Political alliances seem to be interfering with the rights of American citizens. There has been recent evidence that political considerations receive priority over human rights of Americans abroad. One such example of this shocking practice can be seen in Saudi Arabia. This Middle Eastern country is a close and staunch ally, a fact proven by Obama’s personal visit to the King Abdullah’s horse ranch earlier this month in order to obtain his advice prior to his famous Cairo speech. Such a close relationship between the two countries seems to have led the United States to overlook its own citizens.
In Saudi Arabia, two Americans are being held in a prison, and there has been no attention paid to their plight, by the Western media nor have statements been made from the Obama administration. Two brothers, Ammar and Nouh AbdulJabar, have been in prison since March 19, after participating in a silent vigil that supported religious freedom in a country that lacks most freedoms. The two men, aged 27 and 29 are sentenced to spend six years in a Saudi prison and they will most likely be flogged in addition to their imprisonment. There has been no evidence that the United States has done anything to help their case or even to acknowledge its existence.
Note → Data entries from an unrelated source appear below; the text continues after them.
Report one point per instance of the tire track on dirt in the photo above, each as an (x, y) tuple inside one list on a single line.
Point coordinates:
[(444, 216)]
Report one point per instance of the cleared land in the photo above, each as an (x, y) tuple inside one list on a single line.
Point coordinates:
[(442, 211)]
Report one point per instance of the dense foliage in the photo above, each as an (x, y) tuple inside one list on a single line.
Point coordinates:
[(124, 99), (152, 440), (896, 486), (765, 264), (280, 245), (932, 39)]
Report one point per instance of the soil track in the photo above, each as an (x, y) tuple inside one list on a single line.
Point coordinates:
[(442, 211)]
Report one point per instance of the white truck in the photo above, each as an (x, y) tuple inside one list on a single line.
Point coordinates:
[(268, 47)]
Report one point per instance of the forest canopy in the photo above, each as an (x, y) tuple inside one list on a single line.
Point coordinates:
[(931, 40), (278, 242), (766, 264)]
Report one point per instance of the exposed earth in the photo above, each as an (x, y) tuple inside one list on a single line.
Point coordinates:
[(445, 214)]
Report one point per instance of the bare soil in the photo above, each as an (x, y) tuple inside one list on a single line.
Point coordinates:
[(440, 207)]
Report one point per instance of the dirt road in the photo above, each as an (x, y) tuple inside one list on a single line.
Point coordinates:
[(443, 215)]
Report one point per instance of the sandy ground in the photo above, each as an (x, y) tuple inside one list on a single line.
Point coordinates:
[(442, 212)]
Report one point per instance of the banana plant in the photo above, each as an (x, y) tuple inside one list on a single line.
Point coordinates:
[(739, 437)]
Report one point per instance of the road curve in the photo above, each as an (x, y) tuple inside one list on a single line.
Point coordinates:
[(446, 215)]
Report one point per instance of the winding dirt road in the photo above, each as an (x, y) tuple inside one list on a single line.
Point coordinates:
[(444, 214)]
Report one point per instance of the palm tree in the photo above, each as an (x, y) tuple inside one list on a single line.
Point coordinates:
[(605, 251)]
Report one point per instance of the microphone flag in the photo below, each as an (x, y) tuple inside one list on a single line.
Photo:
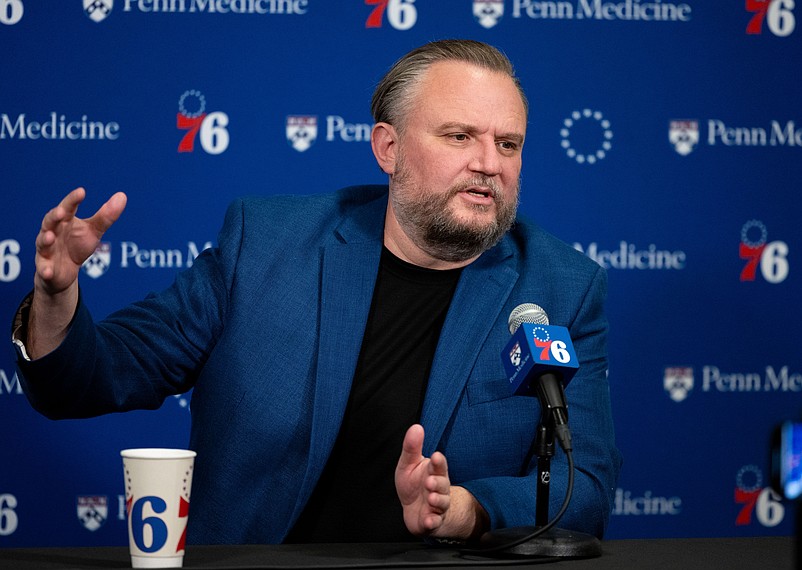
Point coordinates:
[(536, 349)]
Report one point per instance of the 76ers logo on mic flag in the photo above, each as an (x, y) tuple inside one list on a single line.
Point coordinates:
[(538, 348)]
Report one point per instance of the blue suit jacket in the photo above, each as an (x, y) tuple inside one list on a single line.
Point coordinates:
[(267, 329)]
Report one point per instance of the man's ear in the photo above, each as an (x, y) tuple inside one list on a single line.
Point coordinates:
[(384, 142)]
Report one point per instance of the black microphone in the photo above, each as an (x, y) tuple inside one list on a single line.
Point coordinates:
[(540, 361)]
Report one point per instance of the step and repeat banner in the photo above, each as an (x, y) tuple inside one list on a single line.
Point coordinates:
[(664, 142)]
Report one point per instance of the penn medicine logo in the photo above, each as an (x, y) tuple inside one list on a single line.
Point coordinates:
[(98, 10), (301, 131), (684, 135), (99, 262), (678, 382), (488, 12), (92, 511)]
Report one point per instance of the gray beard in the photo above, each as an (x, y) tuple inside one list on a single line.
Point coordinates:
[(425, 217)]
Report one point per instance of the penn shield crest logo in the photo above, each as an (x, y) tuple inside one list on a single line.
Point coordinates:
[(92, 511), (678, 382), (99, 262), (301, 131), (684, 135), (98, 10), (488, 12), (515, 354)]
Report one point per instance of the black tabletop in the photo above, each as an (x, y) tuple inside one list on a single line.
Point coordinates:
[(776, 553)]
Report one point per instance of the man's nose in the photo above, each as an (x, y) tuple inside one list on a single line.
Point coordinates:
[(486, 159)]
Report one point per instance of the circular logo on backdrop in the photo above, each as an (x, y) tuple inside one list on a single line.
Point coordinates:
[(586, 136)]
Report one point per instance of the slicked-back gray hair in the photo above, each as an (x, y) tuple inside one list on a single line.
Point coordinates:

Contrasting sharply are the recent cases of Americans held in North Korea and Iran, both countries that have no diplomatic ties with the United States. The world has become familiar over the past couple of weeks with the story of the two American journalists sentenced to twelve years in a labor camp for illegally crossing the North Korean border. The White House Deputy Press Secretary said, “Obama is deeply concerned about the reported sentencing of the two American citizen journalists by North Korean authorities.” A spokesperson from the State Department also voiced their concern and stated that, “we are engaged through all possible channels to secure their release.” An equally prominent case was that of Roxana Saberi, another American journalist who made headlines after her conviction of spying and was later released from an Iranian prison in May after intervention from the U.S. government and pleas from around the world.
In addition, by looking at the cases there seems to be evidence that they are tied in with the current foreign policy philosophy of progressive realism that has become a trademark of the new president. Looking out for the interests of America and having it, as a main goal is commendable. It is most likely true that if the US demands the release of American prisoners from Saudi Arabia it could harm the close relationship between the two countries. However, is it really a good policy to consider those friendly ties before protecting her own citizens?
The Obama administration has come out with their support of the Iranian people’s right to protests and have their voices heard, the US must now make advances to secure the rights of her own citizens. The voice of Americans, including those in Saudi prisons, ought to be heard by President Obama and our elected officials.
Amanda Gramley is a researcher at the Institute for Gulf Affairs, a Washington DC think tank.